In very deep networks, gradients can become extremely small as they're propagated backwards, making it difficult to train early layers.

**Solutions:**
- Use ReLU activation functions
- Implement batch normalization
- Use residual connections (ResNet)
- Careful weight initialization

### 2. Overfitting

Deep networks have millions of parameters and can easily memorize training data.

**Solutions:**
- Dropout regularization
- Data augmentation
- Early stopping
- L1/L2 regularization

### 3. Computational Requirements

Training deep networks requires significant computational resources.

**Solutions:**
- Use GPUs/TPUs
- Transfer learning (use pre-trained models)
- Model compression
- Efficient architectures (MobileNet, EfficientNet)

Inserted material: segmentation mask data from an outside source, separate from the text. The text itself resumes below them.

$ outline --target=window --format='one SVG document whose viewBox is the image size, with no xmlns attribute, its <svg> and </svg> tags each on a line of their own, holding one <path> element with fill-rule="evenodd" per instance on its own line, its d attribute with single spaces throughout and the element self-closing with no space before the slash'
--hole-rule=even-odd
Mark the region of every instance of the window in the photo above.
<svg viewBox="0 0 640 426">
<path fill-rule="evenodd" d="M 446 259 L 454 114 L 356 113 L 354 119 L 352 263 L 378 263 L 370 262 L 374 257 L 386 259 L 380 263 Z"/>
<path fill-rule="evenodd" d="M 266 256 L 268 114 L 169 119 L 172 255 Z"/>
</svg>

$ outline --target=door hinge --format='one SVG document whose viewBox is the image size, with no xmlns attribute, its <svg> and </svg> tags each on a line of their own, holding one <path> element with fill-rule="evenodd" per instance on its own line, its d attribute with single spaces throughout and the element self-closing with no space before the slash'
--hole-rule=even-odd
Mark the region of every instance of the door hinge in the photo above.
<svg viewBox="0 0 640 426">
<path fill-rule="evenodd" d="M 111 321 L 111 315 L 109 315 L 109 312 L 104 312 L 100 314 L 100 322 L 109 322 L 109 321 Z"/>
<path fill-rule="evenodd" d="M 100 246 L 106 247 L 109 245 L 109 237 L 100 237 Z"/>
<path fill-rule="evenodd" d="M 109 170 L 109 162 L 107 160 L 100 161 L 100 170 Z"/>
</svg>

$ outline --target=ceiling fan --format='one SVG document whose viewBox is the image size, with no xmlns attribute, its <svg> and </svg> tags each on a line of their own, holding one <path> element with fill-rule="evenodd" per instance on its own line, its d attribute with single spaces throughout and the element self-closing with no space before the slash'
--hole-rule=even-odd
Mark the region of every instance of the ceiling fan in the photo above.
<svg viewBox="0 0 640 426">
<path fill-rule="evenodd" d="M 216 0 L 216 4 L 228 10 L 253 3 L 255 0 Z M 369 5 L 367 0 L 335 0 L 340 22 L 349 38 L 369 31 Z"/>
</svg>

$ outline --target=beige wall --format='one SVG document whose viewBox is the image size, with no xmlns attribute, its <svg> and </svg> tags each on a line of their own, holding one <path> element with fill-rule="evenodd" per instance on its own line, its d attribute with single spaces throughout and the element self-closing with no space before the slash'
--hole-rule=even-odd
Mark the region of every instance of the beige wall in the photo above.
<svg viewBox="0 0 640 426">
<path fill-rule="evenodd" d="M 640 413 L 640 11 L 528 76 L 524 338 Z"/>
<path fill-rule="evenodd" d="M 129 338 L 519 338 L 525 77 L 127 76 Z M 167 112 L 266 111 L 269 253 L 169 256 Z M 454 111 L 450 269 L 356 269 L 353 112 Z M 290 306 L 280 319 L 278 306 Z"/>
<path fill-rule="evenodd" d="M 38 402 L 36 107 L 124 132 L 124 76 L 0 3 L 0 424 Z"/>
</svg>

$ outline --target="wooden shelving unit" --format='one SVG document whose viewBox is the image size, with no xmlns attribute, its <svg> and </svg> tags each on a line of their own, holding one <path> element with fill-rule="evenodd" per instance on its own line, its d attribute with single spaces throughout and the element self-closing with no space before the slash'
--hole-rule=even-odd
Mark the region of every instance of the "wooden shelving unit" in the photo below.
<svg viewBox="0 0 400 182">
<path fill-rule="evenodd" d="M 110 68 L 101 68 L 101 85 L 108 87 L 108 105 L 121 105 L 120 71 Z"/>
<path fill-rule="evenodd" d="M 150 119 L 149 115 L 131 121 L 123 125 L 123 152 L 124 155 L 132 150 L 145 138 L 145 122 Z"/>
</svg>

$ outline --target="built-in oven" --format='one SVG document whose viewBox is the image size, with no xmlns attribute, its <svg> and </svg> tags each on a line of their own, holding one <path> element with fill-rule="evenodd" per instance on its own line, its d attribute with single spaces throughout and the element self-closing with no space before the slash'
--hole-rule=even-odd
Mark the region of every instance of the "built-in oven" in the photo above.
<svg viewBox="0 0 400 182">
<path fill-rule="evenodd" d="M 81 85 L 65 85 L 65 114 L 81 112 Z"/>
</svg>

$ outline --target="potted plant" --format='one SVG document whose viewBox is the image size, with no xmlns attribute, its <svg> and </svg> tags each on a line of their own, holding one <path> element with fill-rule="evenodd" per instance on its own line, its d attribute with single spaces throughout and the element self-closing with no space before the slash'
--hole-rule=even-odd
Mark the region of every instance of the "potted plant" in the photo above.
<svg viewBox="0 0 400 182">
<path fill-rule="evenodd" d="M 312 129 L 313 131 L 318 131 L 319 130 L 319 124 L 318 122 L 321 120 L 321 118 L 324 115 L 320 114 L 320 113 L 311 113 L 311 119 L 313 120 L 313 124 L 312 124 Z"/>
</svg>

## Training Process Visualization

```mermaid
graph TD
    A[Initialize Network<br/>Random Weights] --> B[Forward Pass<br/>Make Predictions]
    B --> C[Calculate Loss<br/>Compare to True Values]
    C --> D[Backward Pass<br/>Compute Gradients]
    D --> E[Update Weights<br/>Using Optimizer]
    E --> F{Converged?}
    F -->|No| B
    F -->|Yes| G[Final Model]
    
    style A fill:#e1f5ff,color:#333
    style B fill:#fff3cd,color:#333
    style C fill:#f8d7da,color:#333
    style D fill:#fff3cd,color:#333
    style E fill:#d4edda,color:#333
    style F fill:#ffeaa7,color:#333
    style G fill:#00b894
```

## When to Use Deep Learning

### Good Use Cases:
- **Image Recognition**: Object detection, facial recognition, medical imaging
- **Natural Language Processing**: Translation, sentiment analysis, text generation
- **Speech Recognition**: Voice assistants, transcription services
- **Complex Pattern Recognition**: Where features are difficult to engineer manually
- **Large datasets available**: Millions of training examples

### When Traditional ML May Be Better:
- Small datasets (< 10,000 samples)
- Simple, well-defined problems
- Need for interpretability
- Limited computational resources
- Fast training time required
- Structured/tabular data

## Deep Learning Frameworks

| Framework | Organization | Strengths |
| --- | --- | --- |
| TensorFlow | Google | Production deployment, TensorFlow Lite for mobile |
| PyTorch | Meta (Facebook) | Research-friendly, dynamic computation graphs |
| Keras | Google | High-level API, beginner-friendly |
| JAX | Google | High-performance numerical computing |
| MXNet | Apache | Scalable, efficient |

**Note**: Keras is now integrated into TensorFlow as `tf.keras` and is the recommended high-level API.